German native excels for GVSU swim

GVL / Emily Frye      
Gianni Ferrero swims the butterfly during the teams first meet on Oct. 10th.

GVL / Emily Frye Gianni Ferrero swims the butterfly during the teams first meet on Oct. 10th.

Brady McAtamney

On Christmas Day 2012, Andy Boyce, head coach of the Grand Valley State swim and dive team, received a future-altering present, as a 20-year-old native of Idstein, Germany arrived on campus for the first time.

That 20-year-old was now-senior Gianni Ferrero. His arrival on campus set him up for his first solo encounter with the world outside of Europe.

‘First’ is a word Ferrero is extremely familiar with. Last season, he earned six All-American honors for outstanding performance in the pool, and has his name on the GVSU record-board a staggering 16 times among a variety of categories.

And Ferrero is only improving.

“It’s like a senior year mentality. I’m more focused, I’m getting more sleep and I’m eating healthy,” Ferrero said. “I’m 99.9 percent sure that it’s all going to pay off.”

While Ferrero’s talent is readily apparent, it’s not the only quality that has led him to this level of success. As a senior captain for the team, he knows his role to motivate teammates and push for team improvement.

His fellow Lakers recognize it, too.

“(Watching Gianni swim) is extremely motivating. He’ll finish his race, get out of the water, shake everyone’s hands, and come over to one of us who might not be as fast and say ‘hey, you can do this on your race, and I saw your turn wasn’t as good as it can be, so if you fix that you’ll improve in the pool’, it’s great because he’s had great success, but he wants that for us too,” said junior Jenn Priebe.

“He’s a motivator. A coach.”

Ferrero knows his role as a quasi-coach, and embraces it.

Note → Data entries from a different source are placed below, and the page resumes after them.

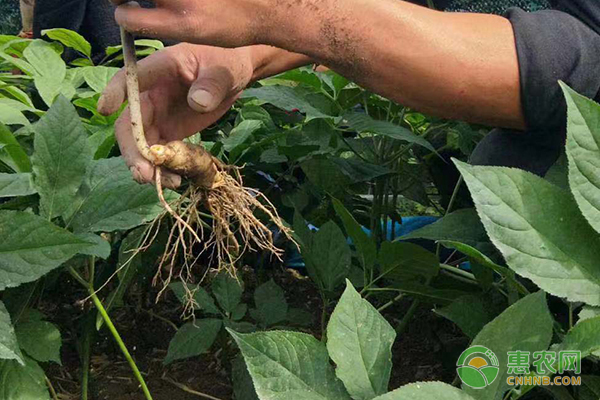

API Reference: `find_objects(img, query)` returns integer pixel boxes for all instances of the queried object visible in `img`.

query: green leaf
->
[455,161,600,305]
[83,67,119,93]
[401,208,492,251]
[0,104,29,125]
[231,355,258,400]
[169,282,221,315]
[42,28,92,57]
[0,173,37,198]
[435,295,493,338]
[0,301,25,365]
[579,375,600,400]
[163,319,223,365]
[342,112,435,152]
[331,157,392,183]
[0,358,50,400]
[440,241,528,294]
[65,157,168,232]
[228,330,350,400]
[242,86,334,122]
[379,242,440,282]
[222,120,263,151]
[15,313,62,365]
[331,198,377,270]
[463,291,554,400]
[303,221,351,292]
[253,279,288,326]
[23,40,67,107]
[374,382,473,400]
[211,271,244,314]
[0,86,35,111]
[33,96,92,219]
[77,233,111,260]
[558,315,600,358]
[0,211,90,290]
[327,281,396,400]
[561,82,600,232]
[0,123,31,172]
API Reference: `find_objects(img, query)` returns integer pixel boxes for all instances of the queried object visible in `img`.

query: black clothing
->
[33,0,159,62]
[34,0,600,175]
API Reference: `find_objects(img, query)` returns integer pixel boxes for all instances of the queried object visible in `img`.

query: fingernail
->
[192,90,213,109]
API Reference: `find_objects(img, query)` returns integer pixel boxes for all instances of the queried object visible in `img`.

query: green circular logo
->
[456,346,500,389]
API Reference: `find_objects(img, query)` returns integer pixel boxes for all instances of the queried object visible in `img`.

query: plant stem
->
[396,300,421,334]
[377,293,404,312]
[44,375,58,400]
[121,28,154,161]
[90,288,152,400]
[67,266,152,400]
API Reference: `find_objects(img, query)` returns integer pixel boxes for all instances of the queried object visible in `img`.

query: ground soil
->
[45,269,540,400]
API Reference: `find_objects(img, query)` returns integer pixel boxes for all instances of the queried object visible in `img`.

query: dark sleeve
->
[506,8,600,132]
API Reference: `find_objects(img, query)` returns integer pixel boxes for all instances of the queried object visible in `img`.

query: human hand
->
[98,44,253,188]
[111,0,274,47]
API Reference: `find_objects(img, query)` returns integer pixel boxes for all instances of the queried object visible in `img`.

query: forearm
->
[249,45,312,82]
[268,0,524,128]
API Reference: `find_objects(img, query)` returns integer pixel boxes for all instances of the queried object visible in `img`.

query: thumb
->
[188,67,233,113]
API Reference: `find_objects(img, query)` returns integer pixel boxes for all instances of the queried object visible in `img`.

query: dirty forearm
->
[250,45,312,82]
[267,0,524,129]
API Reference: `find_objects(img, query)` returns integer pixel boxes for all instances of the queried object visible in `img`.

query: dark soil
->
[43,270,478,400]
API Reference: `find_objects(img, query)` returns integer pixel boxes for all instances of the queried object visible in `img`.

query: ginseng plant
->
[121,29,292,309]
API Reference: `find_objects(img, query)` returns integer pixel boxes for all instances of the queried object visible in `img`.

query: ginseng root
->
[121,29,292,311]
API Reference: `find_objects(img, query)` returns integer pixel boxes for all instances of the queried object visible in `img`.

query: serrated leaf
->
[211,271,244,314]
[327,281,396,400]
[561,82,600,232]
[378,242,440,282]
[42,28,92,57]
[229,330,350,400]
[169,282,221,315]
[0,173,36,198]
[83,66,119,93]
[455,161,600,305]
[463,291,554,400]
[0,301,25,365]
[0,123,31,172]
[331,198,377,270]
[15,313,62,365]
[302,221,351,292]
[400,208,492,250]
[0,211,90,290]
[32,96,92,219]
[222,120,263,151]
[558,315,600,358]
[342,112,435,152]
[242,86,334,122]
[163,319,223,364]
[374,382,473,400]
[0,104,29,125]
[23,40,67,107]
[65,157,168,232]
[0,358,50,400]
[77,233,111,260]
[231,355,258,400]
[254,279,288,326]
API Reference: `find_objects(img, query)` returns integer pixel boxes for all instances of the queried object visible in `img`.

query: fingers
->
[188,67,234,113]
[115,96,181,189]
[98,51,177,115]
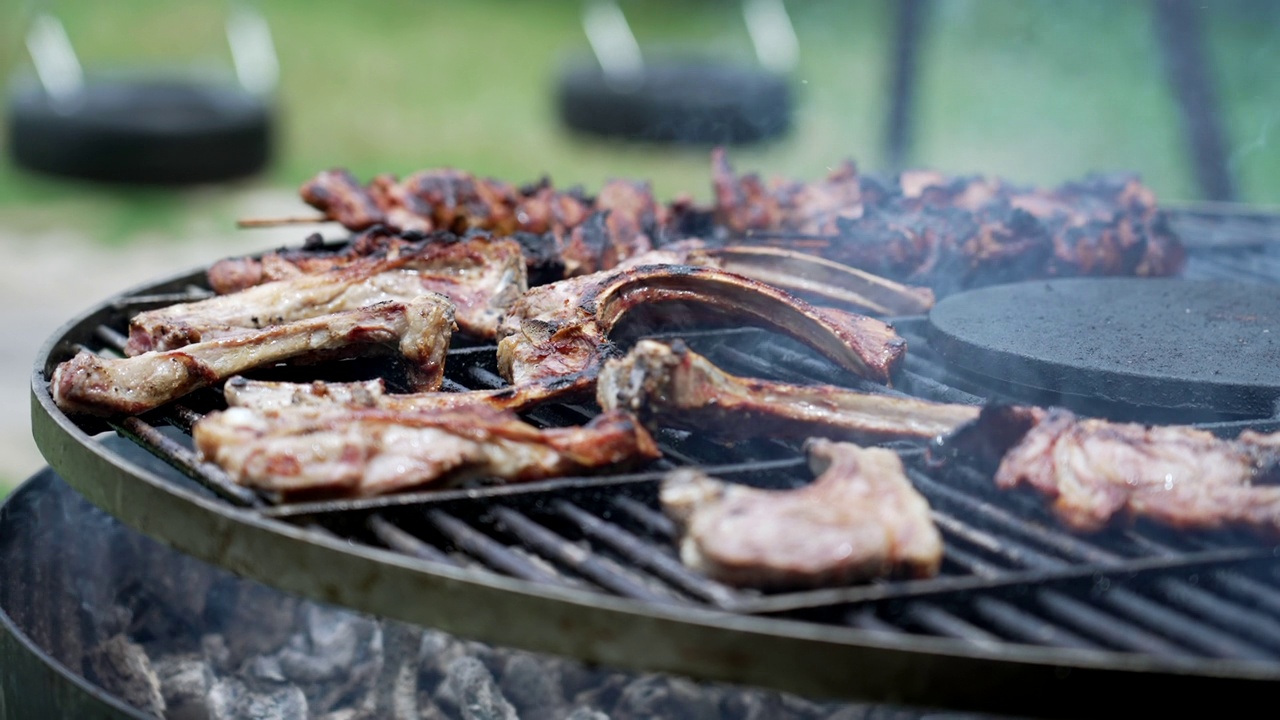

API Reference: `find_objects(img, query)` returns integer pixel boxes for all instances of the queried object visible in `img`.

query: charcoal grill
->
[24,206,1280,716]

His motivation doesn’t come in the form of fiery pump-up speeches, but rather in the form of his lean frame zipping through the water to lead the Lakers in the pool.

“What I can really do well is communicate with the coaches and really address the team,” Ferrero said. “I can push people in practice by leading by example. I just (love to) get people going.”

Ferrero’s transition from a lifetime German to a now-Laker for a Lifetime didn’t come as easily as the breaststroke. From acclimating to the culture of the U.S. to truly learning English (he took nine years of classes back home, but he admits he did not learn much), things were difficult for Ferrero.

However, one of the pleasant adjustments came in transitioning to the Laker swim team from his squad back home.

“Everything (was different). We don’t have college sports (in Germany). If you want to do any kind of sport, you have to do a club. There, it’s more of an individualistic sport. You might cheer your teammates on, but it’s not the team spirit you have here,” he said.

“The reason the internationals swim so fast here at the beginning is because they’re not used to having a team cheer you on like this. You might not think it’s that big, but it’s actually huge.”

The teammate support has changed Ferrero’s swimming game from the inside out. Back in Germany, tough meets or practices left him mentally weak and crumbling at key moments. Now, as a Laker, mental toughness is a strength. Meet after meet, practice after practice, Ferrero has dozens of teammates screaming for him when he does well, and helping him return to form when he comes up short.

While the swimming stud seems to be eternally focused and down-to-business, he admits to looking silly at time before races. In a sort of pre-meet ritual, Ferrero bounces around near the starting block and smacks himself to get energy and adrenaline pumping.

“It goes so far that I have bruises… It’s just generating energy and adrenaline,” Ferrero said.

Ferrero’s GVSU career is winding to a close, as this will be his final season as a Laker. However, he admits he is beginning to come to terms with it.

“Swimming has been with me my entire life. I couldn’t imagine to just stop swimming completely, but I’m starting to be OK with being done at this competitive level,” Ferrero said. “I have NCAA nationals in March, and then Germany nationals back home in May. After that, that’s my final point for my active swimming career.”

Though Ferrero may not have a competitive swimming career after college does not mean he’ll no longer be a swimmer. He looks forward to opportunities to hit the water recreationally.

Heed this warning: If Gianni Ferrero ever turns up at a pool party in the future, do not challenge him to a race.

Odds are he’ll shake, smack and speed his way to yet another easy victory.